Illustration by Leanna.

Illustration by Leanna.

Dear Concerned Parent or Guardian,

We are delighted that your child will be joining us for the 2015–2016 school year at Abraham Lincoln High School, and look forward to watching them excel as they continue their journey down the path of education. (Please note: A.L.H.S.’s actual Path of Education is closed due to a recent termite infestation; please do NOT send anyone to the Path of Education, we are speaking purely in metaphorical terms here. Thank you for your cooperation and understanding.)

Aside from providing an excellent and rigorous academic program for your young adult, we also strive to provide a positive, healthy social environment. The teenage years can be difficult, filled with pressures and unpredictable fads, and in order to assure that all of our students are achieving their maximum potential both inside and outside the classroom, we’d like to take a moment to educate parents by offering a TEEN DECODER.
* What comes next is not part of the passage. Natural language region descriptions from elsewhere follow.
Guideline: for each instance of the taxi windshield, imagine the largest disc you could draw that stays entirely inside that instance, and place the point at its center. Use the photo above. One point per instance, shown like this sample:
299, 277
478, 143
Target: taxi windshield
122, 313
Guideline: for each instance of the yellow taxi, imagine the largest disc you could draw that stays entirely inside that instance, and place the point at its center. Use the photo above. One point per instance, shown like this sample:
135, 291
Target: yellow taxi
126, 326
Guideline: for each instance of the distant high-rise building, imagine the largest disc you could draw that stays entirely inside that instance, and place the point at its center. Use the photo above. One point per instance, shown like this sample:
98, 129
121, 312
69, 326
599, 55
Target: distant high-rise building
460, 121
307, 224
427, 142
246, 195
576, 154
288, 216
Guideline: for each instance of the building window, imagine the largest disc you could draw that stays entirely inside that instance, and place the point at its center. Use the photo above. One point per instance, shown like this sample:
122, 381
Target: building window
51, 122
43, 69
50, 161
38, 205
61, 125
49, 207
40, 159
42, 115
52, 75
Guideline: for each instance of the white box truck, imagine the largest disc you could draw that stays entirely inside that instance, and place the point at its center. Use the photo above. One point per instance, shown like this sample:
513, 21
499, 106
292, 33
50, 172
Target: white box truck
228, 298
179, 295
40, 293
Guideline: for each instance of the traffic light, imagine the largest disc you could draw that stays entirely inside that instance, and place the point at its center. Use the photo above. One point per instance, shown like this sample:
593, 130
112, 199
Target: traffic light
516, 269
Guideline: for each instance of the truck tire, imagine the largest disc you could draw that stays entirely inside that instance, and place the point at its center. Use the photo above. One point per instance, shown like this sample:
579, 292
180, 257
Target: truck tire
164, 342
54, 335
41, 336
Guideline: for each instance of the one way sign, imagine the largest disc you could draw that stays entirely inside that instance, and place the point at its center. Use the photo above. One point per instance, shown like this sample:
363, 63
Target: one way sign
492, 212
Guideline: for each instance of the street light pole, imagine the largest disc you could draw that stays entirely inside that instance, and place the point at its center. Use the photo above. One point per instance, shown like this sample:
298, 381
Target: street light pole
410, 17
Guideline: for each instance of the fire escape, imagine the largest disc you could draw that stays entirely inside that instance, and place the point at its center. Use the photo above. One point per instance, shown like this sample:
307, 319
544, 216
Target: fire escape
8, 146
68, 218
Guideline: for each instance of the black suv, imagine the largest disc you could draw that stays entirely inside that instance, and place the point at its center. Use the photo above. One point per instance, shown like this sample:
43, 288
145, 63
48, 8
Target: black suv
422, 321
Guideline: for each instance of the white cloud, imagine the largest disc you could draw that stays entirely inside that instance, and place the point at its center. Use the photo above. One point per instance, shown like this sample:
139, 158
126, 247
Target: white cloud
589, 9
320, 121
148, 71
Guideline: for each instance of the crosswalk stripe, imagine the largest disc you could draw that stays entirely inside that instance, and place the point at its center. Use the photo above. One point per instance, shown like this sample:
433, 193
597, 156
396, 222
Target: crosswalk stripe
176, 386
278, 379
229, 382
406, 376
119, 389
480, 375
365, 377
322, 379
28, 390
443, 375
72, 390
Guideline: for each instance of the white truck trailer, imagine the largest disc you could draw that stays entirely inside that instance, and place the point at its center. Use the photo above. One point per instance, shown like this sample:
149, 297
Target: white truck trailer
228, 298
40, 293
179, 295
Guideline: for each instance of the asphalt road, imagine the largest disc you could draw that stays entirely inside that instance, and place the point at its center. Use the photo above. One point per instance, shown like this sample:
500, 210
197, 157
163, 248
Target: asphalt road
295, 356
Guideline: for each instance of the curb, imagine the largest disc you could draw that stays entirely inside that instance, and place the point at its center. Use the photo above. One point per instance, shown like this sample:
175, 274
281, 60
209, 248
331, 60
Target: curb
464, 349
Remember: Communication is important! And if your teen won’t talk to you, at least this decoder will help you understand what they’re talking about! Please note that we’ve included a primary and an alternate interpretation of each popular teen phrase or expression, to ensure that as many bases as possible are covered:

When your teen says: “I’m tired.”
Your teen means: “I’m on drugs. Drugs! Drugs all the time, teens love drugs.”
Alternately: “My body is changing, and so are my thoughts and emotions. It is a difficult and exhausting process. Please stop running around screaming ‘Drugs!’ at the top of your lungs. Seriously: What is up with you?”
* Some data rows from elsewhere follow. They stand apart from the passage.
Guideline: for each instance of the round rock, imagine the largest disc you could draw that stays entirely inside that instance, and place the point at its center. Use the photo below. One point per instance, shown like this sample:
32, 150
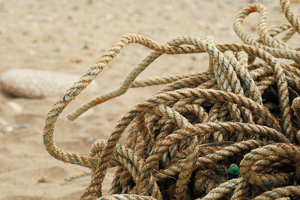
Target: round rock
32, 83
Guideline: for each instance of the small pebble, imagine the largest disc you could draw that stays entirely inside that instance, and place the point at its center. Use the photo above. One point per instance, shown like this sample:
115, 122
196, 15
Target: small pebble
32, 83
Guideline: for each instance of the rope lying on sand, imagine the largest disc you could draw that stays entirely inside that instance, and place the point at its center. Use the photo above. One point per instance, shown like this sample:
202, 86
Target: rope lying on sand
183, 141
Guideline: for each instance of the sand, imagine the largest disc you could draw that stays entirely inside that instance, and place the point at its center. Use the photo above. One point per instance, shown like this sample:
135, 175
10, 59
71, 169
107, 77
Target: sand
68, 36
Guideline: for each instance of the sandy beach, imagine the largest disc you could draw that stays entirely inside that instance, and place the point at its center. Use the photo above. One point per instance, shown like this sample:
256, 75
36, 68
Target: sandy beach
69, 36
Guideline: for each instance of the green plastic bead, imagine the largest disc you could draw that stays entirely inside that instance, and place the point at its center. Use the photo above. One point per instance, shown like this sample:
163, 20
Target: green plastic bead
234, 169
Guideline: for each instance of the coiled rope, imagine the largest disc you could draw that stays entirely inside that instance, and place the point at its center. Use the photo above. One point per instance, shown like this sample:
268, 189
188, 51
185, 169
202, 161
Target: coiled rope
183, 141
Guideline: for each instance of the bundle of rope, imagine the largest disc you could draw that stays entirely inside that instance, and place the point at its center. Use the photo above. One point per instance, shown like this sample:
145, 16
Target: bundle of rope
229, 132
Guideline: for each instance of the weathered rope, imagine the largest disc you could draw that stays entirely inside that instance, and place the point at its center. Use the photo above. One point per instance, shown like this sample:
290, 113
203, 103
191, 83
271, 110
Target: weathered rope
183, 141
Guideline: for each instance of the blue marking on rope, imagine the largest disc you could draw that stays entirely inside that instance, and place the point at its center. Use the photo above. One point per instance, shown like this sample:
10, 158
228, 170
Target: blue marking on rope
191, 51
194, 161
54, 155
272, 194
118, 147
157, 149
267, 181
150, 82
176, 86
242, 15
153, 99
115, 53
73, 158
133, 114
247, 79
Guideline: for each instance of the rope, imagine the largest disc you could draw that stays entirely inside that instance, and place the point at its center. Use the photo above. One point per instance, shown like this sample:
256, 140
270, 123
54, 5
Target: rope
230, 132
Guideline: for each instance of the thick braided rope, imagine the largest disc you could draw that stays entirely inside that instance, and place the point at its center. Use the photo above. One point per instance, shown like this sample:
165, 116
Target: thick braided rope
191, 131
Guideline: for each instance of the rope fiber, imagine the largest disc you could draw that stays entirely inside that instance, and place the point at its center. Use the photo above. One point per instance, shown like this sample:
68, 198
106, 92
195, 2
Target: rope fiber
232, 132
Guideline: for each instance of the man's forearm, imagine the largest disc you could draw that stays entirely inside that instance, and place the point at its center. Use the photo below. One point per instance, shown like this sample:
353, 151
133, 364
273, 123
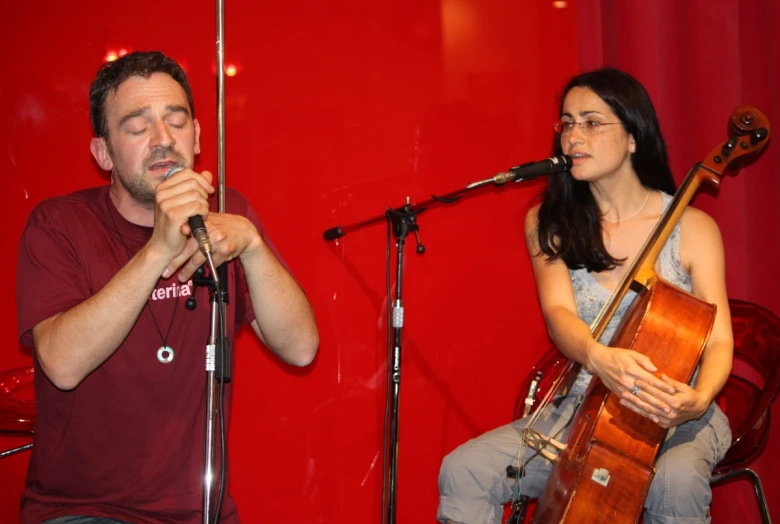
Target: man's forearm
284, 318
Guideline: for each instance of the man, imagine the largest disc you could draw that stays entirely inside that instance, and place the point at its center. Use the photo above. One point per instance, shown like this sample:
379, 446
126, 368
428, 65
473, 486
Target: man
102, 280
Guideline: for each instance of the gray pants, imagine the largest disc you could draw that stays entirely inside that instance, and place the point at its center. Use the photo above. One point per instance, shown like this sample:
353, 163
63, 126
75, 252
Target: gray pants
473, 484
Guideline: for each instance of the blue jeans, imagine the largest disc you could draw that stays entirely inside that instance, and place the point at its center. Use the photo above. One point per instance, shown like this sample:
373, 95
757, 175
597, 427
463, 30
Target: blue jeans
473, 484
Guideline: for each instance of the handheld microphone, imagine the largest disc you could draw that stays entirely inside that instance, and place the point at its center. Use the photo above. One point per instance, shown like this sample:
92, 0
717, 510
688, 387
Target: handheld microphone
527, 171
195, 222
532, 389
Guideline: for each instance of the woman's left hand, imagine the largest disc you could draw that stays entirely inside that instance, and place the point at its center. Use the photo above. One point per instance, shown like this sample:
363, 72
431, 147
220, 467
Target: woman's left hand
666, 410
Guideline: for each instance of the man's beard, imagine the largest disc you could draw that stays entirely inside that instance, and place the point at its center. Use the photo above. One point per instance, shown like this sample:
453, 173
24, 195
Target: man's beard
138, 186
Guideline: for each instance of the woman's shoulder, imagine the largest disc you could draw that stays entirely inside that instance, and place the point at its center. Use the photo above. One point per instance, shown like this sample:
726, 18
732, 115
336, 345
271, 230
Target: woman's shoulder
698, 222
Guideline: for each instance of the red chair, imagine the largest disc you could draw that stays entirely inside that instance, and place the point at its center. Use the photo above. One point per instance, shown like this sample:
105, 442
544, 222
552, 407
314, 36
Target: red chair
746, 399
17, 405
748, 395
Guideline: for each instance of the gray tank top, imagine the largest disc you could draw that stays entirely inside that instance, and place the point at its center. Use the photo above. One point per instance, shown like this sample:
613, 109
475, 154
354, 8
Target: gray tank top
591, 296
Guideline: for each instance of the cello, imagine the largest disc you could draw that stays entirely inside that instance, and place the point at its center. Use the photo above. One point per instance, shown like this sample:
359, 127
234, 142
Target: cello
603, 472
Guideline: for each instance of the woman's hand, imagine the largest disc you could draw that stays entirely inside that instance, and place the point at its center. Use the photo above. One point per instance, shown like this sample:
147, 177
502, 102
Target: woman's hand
668, 407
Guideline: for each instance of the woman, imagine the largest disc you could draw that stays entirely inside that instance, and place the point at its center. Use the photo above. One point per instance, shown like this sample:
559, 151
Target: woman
582, 238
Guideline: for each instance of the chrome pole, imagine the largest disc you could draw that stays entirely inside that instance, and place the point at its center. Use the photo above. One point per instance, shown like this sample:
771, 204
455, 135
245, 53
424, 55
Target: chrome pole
211, 382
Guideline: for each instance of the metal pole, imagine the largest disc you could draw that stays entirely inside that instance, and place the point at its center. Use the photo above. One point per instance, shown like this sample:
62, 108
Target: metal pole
211, 384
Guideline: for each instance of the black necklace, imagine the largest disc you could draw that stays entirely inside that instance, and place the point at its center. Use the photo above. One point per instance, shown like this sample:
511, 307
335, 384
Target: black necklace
165, 354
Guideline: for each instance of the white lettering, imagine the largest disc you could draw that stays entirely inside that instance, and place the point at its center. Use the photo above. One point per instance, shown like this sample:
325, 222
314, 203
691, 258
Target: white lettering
172, 291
When your teen says: “Can we have spaghetti for dinner?”
Your teen means: “I am preparing for several years of juvenile delinquency and there’s not a gosh darn thing you can do about it.”
Alternately: I love spaghetti, which is why I’m requesting it for dinner. Are you OK? Why do you keep looking at me like that?”

When your teen says: “I’m going to my friend Kit’s house to study.”
Your teen means: “I’m going to my friend Kit’s house to do drugs/drink alcohol/start World War III.”
Alternately: “I really am going to Kit’s house to study. Kit is very good at algebra, and her mom always buy the good party mix. You know which kind I mean, right? The spicy kind with the little brown crunchy things in it. Are you listening to me? Did you just say something about World War III? You’re freaking me out.”

When your teen says: “It’s just a few of us hanging out.”
Your teen means: “I’m joining an apocalyptic cult, and my new name is Zeebob. The truth is coming! All planets align! ZEEBOB HAS SPOKEN!”
Alternately: “I am going to hang out with some friends. At some point we will probably watch a movie, or something. Maybe have some more of that spicy party mix, who knows? The night is young and so are we, or whatever. What? No, I don’t know anyone named Zeebob. What are you talking about?”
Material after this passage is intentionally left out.